A Dutch campaigner and local politician is taking the border police force KMar to court on Wednesday over an ethnic profiling case dating back to 2018, which could have EU-wide implications.
Mpanzu Bamenga was singled out for special questioning at passport control at Eindhoven airport after returning from Rome where he had attended a conference. Dressed in a suit, he was walking fast, other indicators, it later transpired, for resembling a ‘Nigerian money smuggler’.
When he asked why he had been pulled over Bamenga was told that they were looking for criminals and refugees. He thought he looked like someone the police were looking for, but when a another black man and woman with children were also taken out of the queue, he realized it was a clear case of ethnic profiling.
‘It made me angry,’ he told RTL Nieuws. ‘Ethnic profiling is not about me personally, it affects many people.’
Bamenga, a councillor in Eindhoven on behalf of D66, made a formal complaint about the incident. But on Wednesday he is taking it further, by asking the courts to draw the line and ban ethnic profiling altogether.

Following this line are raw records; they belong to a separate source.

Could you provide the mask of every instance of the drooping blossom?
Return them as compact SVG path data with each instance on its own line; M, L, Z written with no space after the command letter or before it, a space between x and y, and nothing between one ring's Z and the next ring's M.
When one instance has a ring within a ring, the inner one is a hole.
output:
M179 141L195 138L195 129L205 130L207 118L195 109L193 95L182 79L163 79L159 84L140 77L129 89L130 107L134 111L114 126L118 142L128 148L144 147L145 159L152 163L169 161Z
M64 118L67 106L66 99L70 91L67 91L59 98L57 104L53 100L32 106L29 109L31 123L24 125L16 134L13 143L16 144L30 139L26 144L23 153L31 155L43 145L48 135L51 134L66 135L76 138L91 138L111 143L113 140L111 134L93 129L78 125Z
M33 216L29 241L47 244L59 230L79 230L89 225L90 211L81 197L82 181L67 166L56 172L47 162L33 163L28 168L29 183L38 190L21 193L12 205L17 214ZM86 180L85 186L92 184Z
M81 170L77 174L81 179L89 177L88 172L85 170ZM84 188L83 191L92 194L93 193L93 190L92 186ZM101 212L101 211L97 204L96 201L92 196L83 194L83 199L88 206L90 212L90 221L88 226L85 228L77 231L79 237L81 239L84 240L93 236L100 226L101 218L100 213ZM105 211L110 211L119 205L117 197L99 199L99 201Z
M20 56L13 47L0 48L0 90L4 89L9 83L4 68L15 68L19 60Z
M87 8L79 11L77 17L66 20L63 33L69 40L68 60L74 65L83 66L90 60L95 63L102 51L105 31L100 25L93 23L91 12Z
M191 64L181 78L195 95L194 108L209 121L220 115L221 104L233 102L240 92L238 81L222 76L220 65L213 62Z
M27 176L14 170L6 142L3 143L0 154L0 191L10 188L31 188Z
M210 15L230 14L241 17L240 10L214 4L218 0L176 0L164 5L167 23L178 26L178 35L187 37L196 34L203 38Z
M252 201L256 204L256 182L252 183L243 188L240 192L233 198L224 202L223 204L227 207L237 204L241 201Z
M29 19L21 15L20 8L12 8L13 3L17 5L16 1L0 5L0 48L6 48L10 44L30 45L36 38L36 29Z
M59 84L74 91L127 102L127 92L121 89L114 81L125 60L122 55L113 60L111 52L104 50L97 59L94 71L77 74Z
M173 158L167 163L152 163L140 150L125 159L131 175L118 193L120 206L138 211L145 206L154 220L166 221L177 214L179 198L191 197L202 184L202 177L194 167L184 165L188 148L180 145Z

The case is supported by Amnesty International, Control Alt Delete, discrimination register RADAR, human rights lawyers (NJCM) and a pilot of Surinamese origin.
Against the law
‘There is a lot at stake,’ said Dionne Abdoelhafiezkhan, of Control Alt Delete. ‘We know that not only KMar but also the police and other law enforcement agencies work with ethnically loaded risk profiles. We hope that the judge will quickly put an end to this form of discrimination.’
KMar said in a statement that they do not carry out ethnic profiling but do use predictive profiling, and that someone can be selected for checks based on ‘different indicators, knowledge and experience, and information (such as trends or other incidents).’
Ethnicity, the police said, can be a relevant indicator in this.
Human rights lawyer Jelle Klaas, writing for the EU Observer, said that the Dutch Supreme Court, has previously ruled that ethnicity may play a role in risk profiles, unless it becomes a decisive element.
‘Our argument is that the use of ethnicity or a proxy such as “perceived nationality” (e.g. Nigerian) in a risk-profile results in discrimination, because it will always be a decisive element for the selection of a person,’ Klaas said.
‘These border controls are inconsistent with the EU’s fundamental values of equality and the prohibition of discrimination on the basis of ethnicity.’
Klaas said he believes the case can inspire and support litigation on ethnic profiling in other EU member states as well.